Главное же различие между цинизмом и кинизмом Слотердайк видит в том, что современный цинизм, как правило, сочетает «суровый цинизм средств с неколебимым морализмом целей» (302). Кинизм, по его мнению, «заключается в критической, иронической философии по отношению к так называемым потребностям, в выявлении их принципиальной бесконечности и абсурдности» (305). Внеисторичность, впрочем, как и бинарность этой модели, вызывают немало критики147, особенно потому что грань между этими категориями у философа довольно неопределенна.

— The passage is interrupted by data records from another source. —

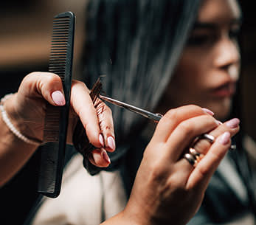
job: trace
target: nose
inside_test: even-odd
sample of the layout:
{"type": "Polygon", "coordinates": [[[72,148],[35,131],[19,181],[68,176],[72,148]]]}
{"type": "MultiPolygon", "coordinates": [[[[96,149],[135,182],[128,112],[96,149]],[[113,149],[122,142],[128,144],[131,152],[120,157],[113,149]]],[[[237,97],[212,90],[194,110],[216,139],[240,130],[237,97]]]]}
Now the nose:
{"type": "Polygon", "coordinates": [[[230,74],[230,70],[232,71],[232,74],[235,74],[235,70],[237,70],[237,74],[238,74],[240,60],[241,55],[238,43],[235,40],[230,39],[229,37],[223,37],[216,46],[215,66],[226,70],[229,74],[230,74]]]}

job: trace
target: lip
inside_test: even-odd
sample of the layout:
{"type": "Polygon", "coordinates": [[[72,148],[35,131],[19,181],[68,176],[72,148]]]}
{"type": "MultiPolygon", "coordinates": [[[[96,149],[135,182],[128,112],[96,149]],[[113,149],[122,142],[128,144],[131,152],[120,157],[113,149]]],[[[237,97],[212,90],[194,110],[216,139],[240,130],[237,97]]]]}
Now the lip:
{"type": "Polygon", "coordinates": [[[213,96],[218,97],[231,97],[235,94],[235,83],[227,83],[214,89],[212,94],[213,96]]]}

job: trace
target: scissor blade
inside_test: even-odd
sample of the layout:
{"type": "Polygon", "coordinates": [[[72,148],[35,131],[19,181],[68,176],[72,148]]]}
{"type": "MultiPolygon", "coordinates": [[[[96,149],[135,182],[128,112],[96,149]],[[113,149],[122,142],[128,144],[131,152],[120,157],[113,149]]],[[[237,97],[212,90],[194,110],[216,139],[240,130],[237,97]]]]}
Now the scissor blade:
{"type": "Polygon", "coordinates": [[[142,115],[145,117],[147,117],[150,120],[153,120],[155,122],[159,121],[160,119],[162,117],[162,115],[160,114],[151,113],[151,112],[146,111],[145,109],[142,109],[142,108],[125,103],[123,102],[114,100],[114,99],[108,97],[105,97],[105,96],[103,96],[103,95],[100,94],[99,97],[103,100],[107,101],[107,102],[112,103],[114,105],[116,105],[117,106],[128,109],[131,111],[133,111],[136,114],[140,114],[140,115],[142,115]]]}

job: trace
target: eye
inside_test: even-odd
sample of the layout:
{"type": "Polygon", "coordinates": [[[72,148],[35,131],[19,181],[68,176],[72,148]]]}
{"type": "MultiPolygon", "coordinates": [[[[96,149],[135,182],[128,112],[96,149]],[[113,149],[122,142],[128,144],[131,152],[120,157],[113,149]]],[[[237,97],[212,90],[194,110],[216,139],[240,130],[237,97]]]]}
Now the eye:
{"type": "Polygon", "coordinates": [[[229,32],[231,39],[238,39],[240,34],[240,29],[231,30],[229,32]]]}

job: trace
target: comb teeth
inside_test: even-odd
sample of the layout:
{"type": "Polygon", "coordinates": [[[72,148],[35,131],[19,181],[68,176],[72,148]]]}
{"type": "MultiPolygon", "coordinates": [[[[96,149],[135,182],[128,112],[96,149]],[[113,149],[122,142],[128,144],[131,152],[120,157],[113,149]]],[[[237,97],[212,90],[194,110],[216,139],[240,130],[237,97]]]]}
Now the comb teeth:
{"type": "Polygon", "coordinates": [[[69,16],[53,20],[49,71],[58,75],[61,80],[63,80],[66,72],[70,22],[69,16]]]}

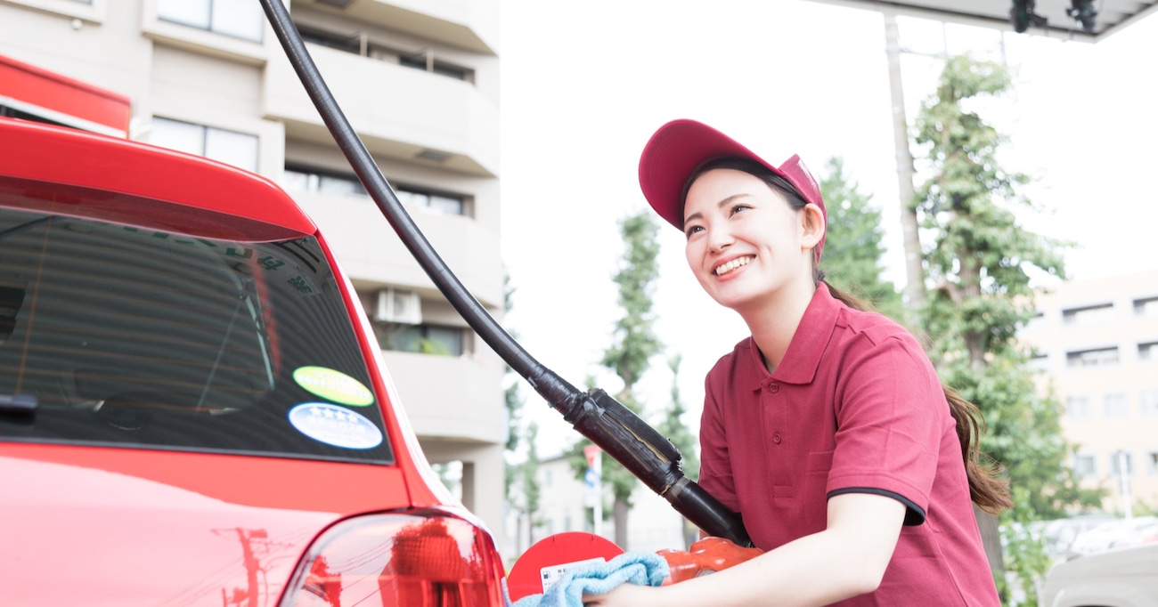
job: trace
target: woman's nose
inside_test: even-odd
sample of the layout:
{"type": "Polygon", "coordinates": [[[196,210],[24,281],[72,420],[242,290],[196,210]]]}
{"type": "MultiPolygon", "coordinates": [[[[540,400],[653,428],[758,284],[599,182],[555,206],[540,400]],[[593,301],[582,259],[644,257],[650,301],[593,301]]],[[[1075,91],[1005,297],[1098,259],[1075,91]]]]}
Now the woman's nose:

Как показывает анализ, в любом модерном цинике можно найти немало кинических черт, и наоборот.
Мишель Фуко заинтересовался киниками практически одновременно со Слотердайком, хотя еще не читал его книгу148. Кинизм – одна из главных тем его цикла лекций «Мужество истины: Управление собой и другими», прочитанных в Коллеж де Франс в 1983–1984 годах. По логике Фуко, как ни странно, многим перекликающейся с Лосевым, кинизм не имеет никакого отношения к современному цинизму, а воплощает философскую критику с точки зрения нагой жизни (bios). Радикальный отказ от потребностей, парадоксально сочетающийся с гедонизмом, по мнению Фуко, является основой кинического «философского стиля жизни» и позволяет кинику «осуществлять в своей жизни и через свою жизнь скандал правды» (181). В этом смысле Фуко видит в кинике прототипическую фигуру политического активиста, революционера, нигилиста:
…самый важный способ быть активистом – это активизм как свидетельствование жизнью, стилем существования. Этот стиль существования, присущий революционному активизму и удостоверяемый жизнью, порывает, должен порывать с условностями, привычками, ценностями общества (192).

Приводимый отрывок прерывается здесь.